Me: I invited your family over for dinner tonight.
You can’t give me a mini fan at work and expect me not to spend the whole morning pretending I’m a model doing a photo shoot. It’s science.
Yall keep making fun of millennials you gonna regret all those karate lessons you bought us
Your heart beats faster, your knees go weak, you start to sweat. Is this love? No you’re probably hypoglycemic
My parents bought my kid Guess Who with a timer because it’s important that she learns stress at 4 years old
4yo does not want to go to school anymore, she wants to be homeschooled
I told her I will homeschool her this week and then she will go back to school next week. She’s delighted!
(There is no school this week)
I got 99 socks but a pair ain’t one
Do the people who make chairs know what humans look like or nah
[Titantic sinks]
Jack: wanna share that door so I don’t die?
Rose: [door lock noise]
Me: If I’m guilty of anything, it’s hating the way you change the subject
Judge: And all the murders you did
Me: There you go again
[Me and coworker going for the last piece of cake]
You’d better ask yourself if you can type with one hand, Nancy from Accounting.
I just told my daughter “doja cat doesn’t get enough credit” & she responded “I know, right” & nodded thoughtfully in agreement, but here’s the thing: wtf is a doja cat
Putting some of my hairs on the cat, just to even things out.
Me: Hi, thanks for meeting with me. Oh is it pronounced Caroline or Carolynn?
Her: anything is fine
Me: ……..ok Sarah, let’s get started.
[in the car with the wife]
*I take both hands off the wheel*
Wife: Thank you, that was making it very hard for me to drive
When I go jogging, I listen to a portable CD player, so people think I’ve been running for 10 years.
[describing criminal to sketch artist]
He had the elbows of a seasoned kayaker. He had a racist hairline.
Me: *on phone booking place on commercial space flight* “Yeah just a one-way ticket, please… You don’t? Uhhh so okay make it a return but can you drop me off on the moon or something? … Hello? Hello-o???”
AVATAR
AVA2R
3VATAR
AV4TAR
AVATAR (the V means 5)
Latest survey shows that 3 out of 4 people make up 75% of the world’s population.

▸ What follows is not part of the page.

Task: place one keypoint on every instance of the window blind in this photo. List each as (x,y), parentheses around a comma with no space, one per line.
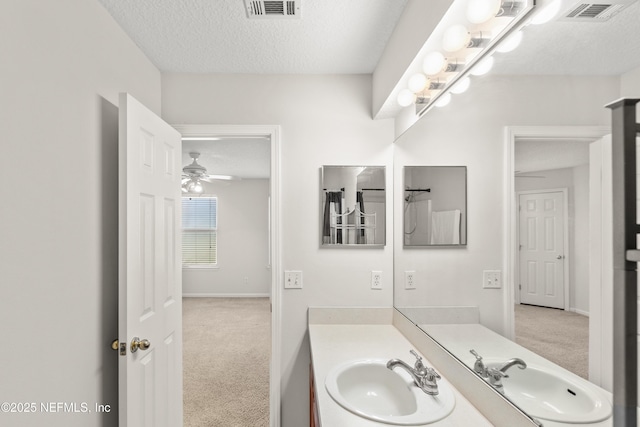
(199,231)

I don’t think mall Santas should be allowed to have fake beards. Like come on Man, you’ve got one job!
Bought a new exercise program
Instructions said to stop if I felt any discomfort
So I did
The “Slow Children Playing” signs always make me sad. Would it cost that much more to thrown in punctuation?
Annie, are you ok? You sure? Cool
That’s how long that song would’ve lasted if I sang it.
COVID-19: …
Alpha Variant: …
Delta Variant: …
Onomatopoeia Variant: KABLOOEY!
horse prosecutor: did you do it?
horse defendant: neigh
horse prosecutor: here, have some water and think again
horse defense attorney: objection! leading the witness!
this little piggy stayed home
this little piggy stayed home
this little piggy stayed home
this little piggy stayed home
this little piggy stayed home
This sink looks like my kids’ toothpaste comes out of a fire extinguisher.
Look, I’ve been a widow struggling for four years to raise my kids on my own. Hallmark told me I should have tripped over a handsome hunk of man, who turns out to be rich, with a good heart by now.
This is bullshit!
“Wow you’re an English teacher? You must get so mad at the grammar on Twitter!”
I do not give one single shit how you choose to structure your thoughts on this free app made for character limited discussion.